In the early light, Beltar glanced at the two blue-clad bodies outside the watchtower. The dark-haired serjeant’s eyes were open, sightless. The other corpse lay facedown. Neither captive had revealed much about the Recluce engineers. Beltar raised a hand, and a hint of flame flickered around the bodies. Only white powder remained, drifting away on the wind.

“Much neater that way,” he muttered.

The shortest wizard frowned, scuffing a white-leather boot across the fire-hardened clay. “Don’t waste your strength.”

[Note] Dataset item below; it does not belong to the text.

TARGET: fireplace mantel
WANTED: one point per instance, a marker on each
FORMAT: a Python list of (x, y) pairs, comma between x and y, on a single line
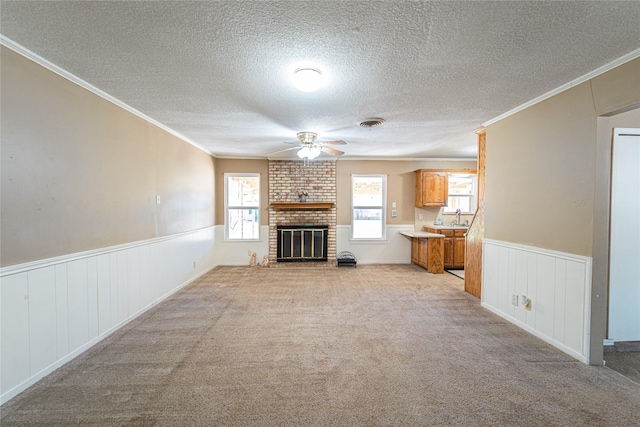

The third wizard rubbed his chin, eyes flicking from Eldiren to Beltar and back again.

“I’m not exactly a weakling, Eldiren.” Beltar looked to the other wizard. “What do you think, Jehan?”

“I doubt few have your powers, Beltar.” Jehan’s tone was dry. “Except perhaps Zerchas, and he always points out that wizardry has its limits.”

Beltar snorted and stepped through the open archway. He climbed the two-score steps of the watchtower. From the
open battlements, the entire city of Sarron was visible to the northwest, its pink towers glowing in the early morning light. The watchtower from where the three wizards surveyed Sarron cast a long shadow like an arrow toward the city. A faint cloud of brown smoke rose above the city, and early as it was, a line of figures stretched from the gate downhill toward the River Sarron.

“What do you plan?” asked Jehan.

“To bring Sarron down, of course.” Beltar’s mouth smiled, but his eyes did not reflect the smile.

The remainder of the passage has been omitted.